Although its beauty and its height--it is the tallest chain of peaks in the Prealpi mountains--are reasons enough to hike to the top of the Pasubio Mountains, it is really the remnants of the battles fought here during the first world war that are the real reasons for visiting these mountains. Everywhere are reminders of the terrible battles fought here, from crumbling barracks, networks of underground tunnels, rusted shrapnel and bits of artillery, and even human bones.
Above, Rifugio Lancia sits on the opposite side of Cima Palon, the tallest peak in Pasubio, about a few hours walk.

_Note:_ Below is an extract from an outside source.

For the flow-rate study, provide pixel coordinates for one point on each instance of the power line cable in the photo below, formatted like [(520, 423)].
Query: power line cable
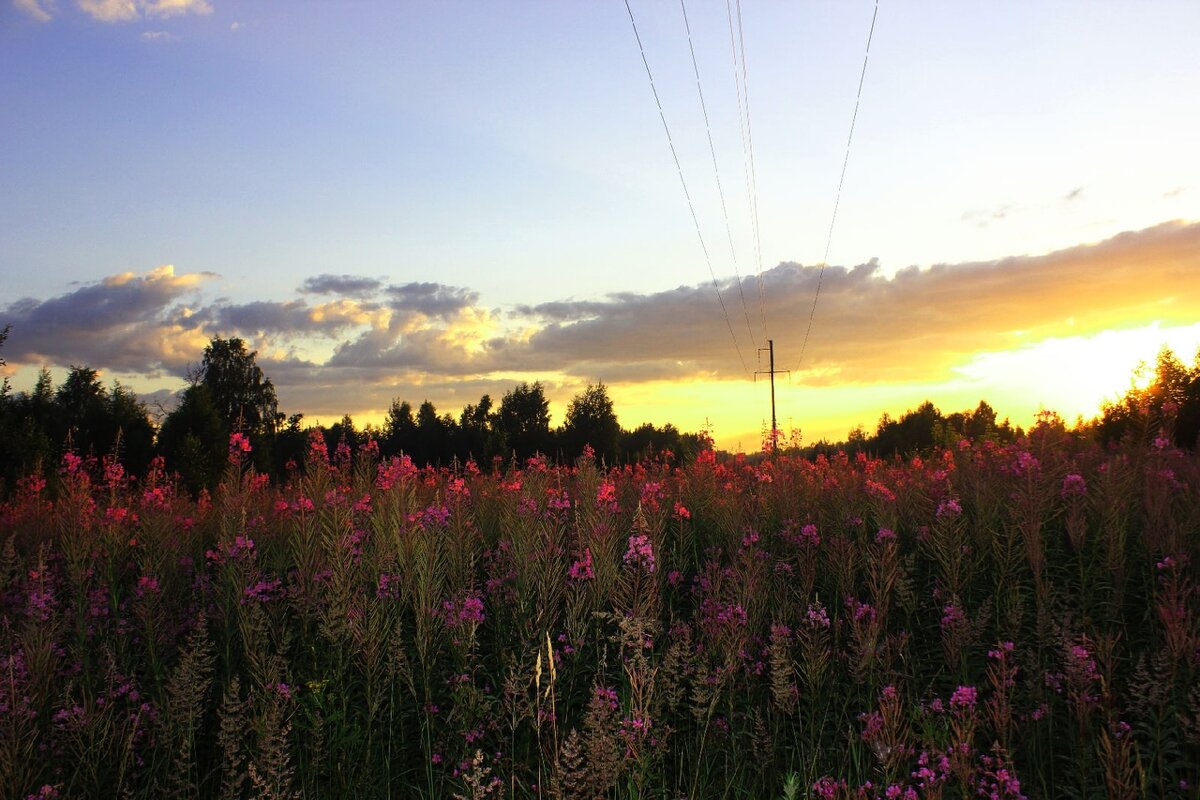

Nowadays, the mountain is relatively buccolic, especially in the more remote parts away from Rifugio Papa. No matter how peaceful however, the smallest things can jolt one out of the serenity. In the valley pictured below, there is an Austrian bunker around the next turn, intentionally hidden from Italian bombers and artilery hits. The area around is littered with remnants of boots, tinned rations, and human bones.
At the entrance of the Strada de 52 Gallerie, one has the option of driving down to Posina, a little village at the bottom Val Posina, accessed through Passo Xomo. It's a beautiful area, and worth visiting just for the sake of doing so. But the best part of visiting the village of Posina is eating in either Trattoria all'Alpini or or Trattoria Garibaldini, two competing restaurants that specialize in gnocchi. The rivalry between the restaurants is storied and legendary, and for my money the gnocchi in Trattoria Garibaldini--the only one I have tried, as of yet--were too pillowy and delicious to even imagine being bettered.